This Rickety Bridge Between Two High-Rises In China Can’t Be Legal 

This Rickety Bridge Between Two High-Rises In China Can’t Be Legal 

We’ve seen some pretty incredible ad hoc architecture on China’s high-rises — this alpine rooftop mansion should jog your memory — but we may now have a challenger for craziest illegal addition: A bridge built between two different apartment buildings built by and for a lone resident.

According to Chinese news service CRI, the addition connects two high-rises in Nanning, a city in the south about 400km west of Hong Kong. “The corridor connects two buildings in a residential district, but was built and is used by a single owner,” says CRI, adding that it causes “a safety hazard to passers-by walking below.” Meanwhile, Designboom points out that such a structure would be dubious during a typhoon — not to mention the Monsoon rains of which subtropical Nanning gets a bit. Shanghaist says the bridge isn’t even open to other residents — it’s for one owner and one owner only.

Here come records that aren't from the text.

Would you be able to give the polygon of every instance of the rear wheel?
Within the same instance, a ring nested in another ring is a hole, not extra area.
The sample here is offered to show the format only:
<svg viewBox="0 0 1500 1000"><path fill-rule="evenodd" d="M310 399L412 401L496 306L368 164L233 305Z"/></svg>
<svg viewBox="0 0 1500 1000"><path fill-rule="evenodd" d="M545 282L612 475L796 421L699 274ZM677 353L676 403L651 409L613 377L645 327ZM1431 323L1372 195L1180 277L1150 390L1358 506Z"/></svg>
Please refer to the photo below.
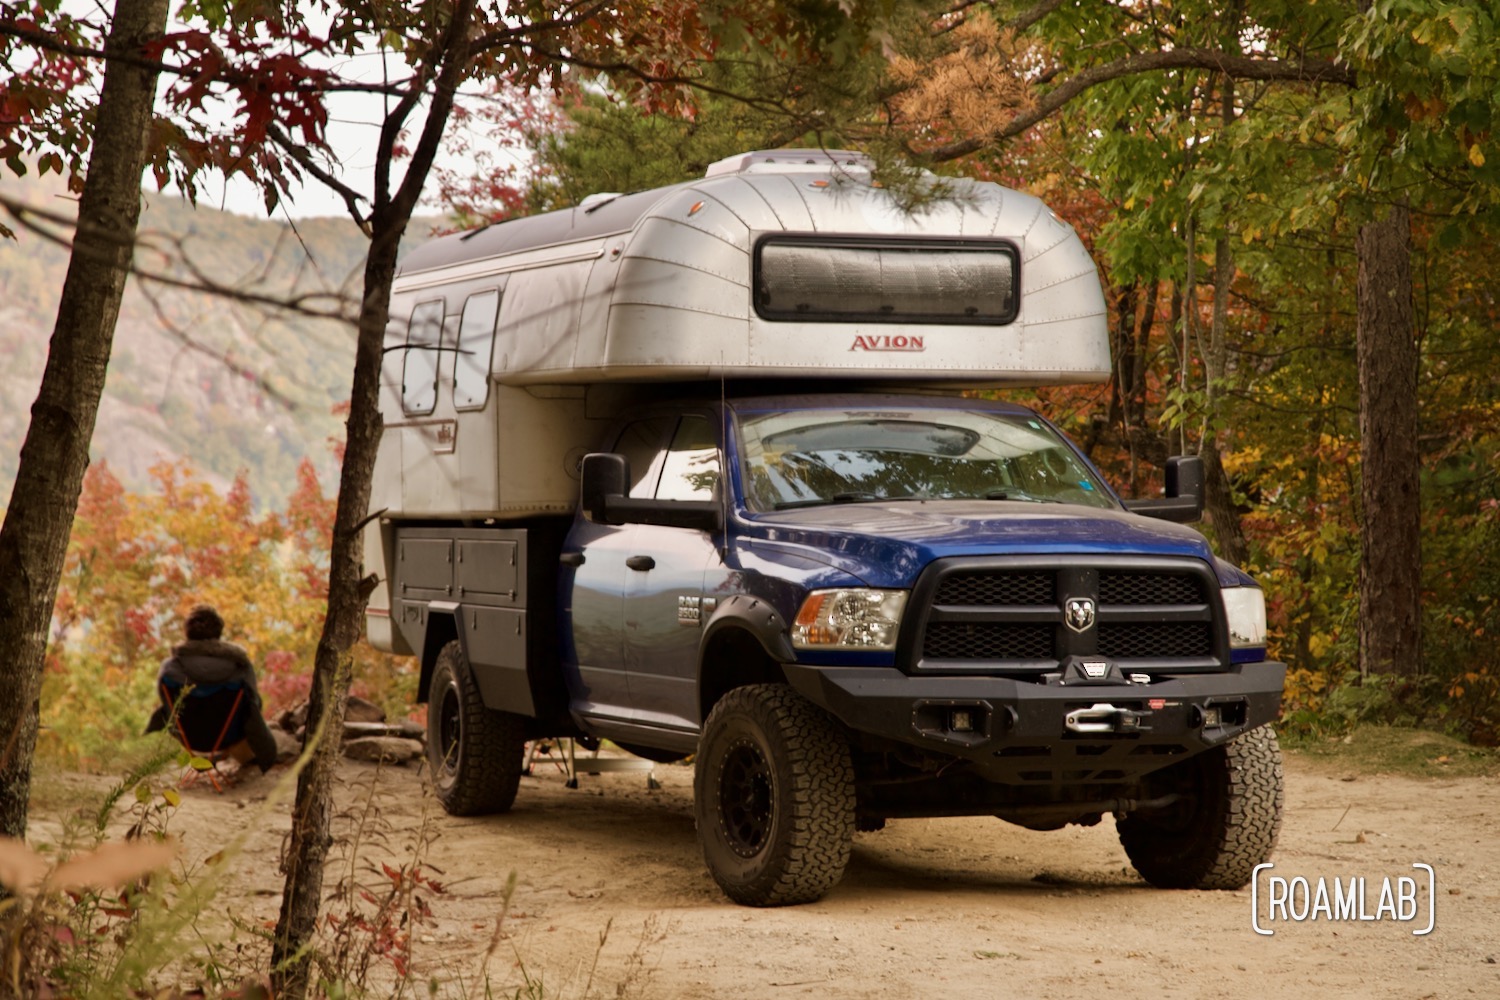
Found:
<svg viewBox="0 0 1500 1000"><path fill-rule="evenodd" d="M854 837L849 744L786 685L752 684L719 700L693 790L708 870L736 903L809 903L843 877Z"/></svg>
<svg viewBox="0 0 1500 1000"><path fill-rule="evenodd" d="M1253 729L1147 778L1147 796L1174 805L1127 816L1120 843L1141 877L1163 889L1238 889L1281 831L1281 746Z"/></svg>
<svg viewBox="0 0 1500 1000"><path fill-rule="evenodd" d="M427 686L427 759L443 808L454 816L509 809L525 746L525 718L486 708L463 647L444 646Z"/></svg>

Dangerous and ill-advised though it is, you kind of have to admire the sheer bravado it took to build it. Not only would you have to own two apartments in two separate buildings at roughly the same floor height, and not only would you need to evade the authorities and start building without proper permission or planning, but you’d also have to find materials and hire workers to carry out a project that’s clearly dangerous and illegal and potentially deadly. Someone really wanted to be able to walk from one bedroom to the other, and neither the law, physics or common sense could stop them.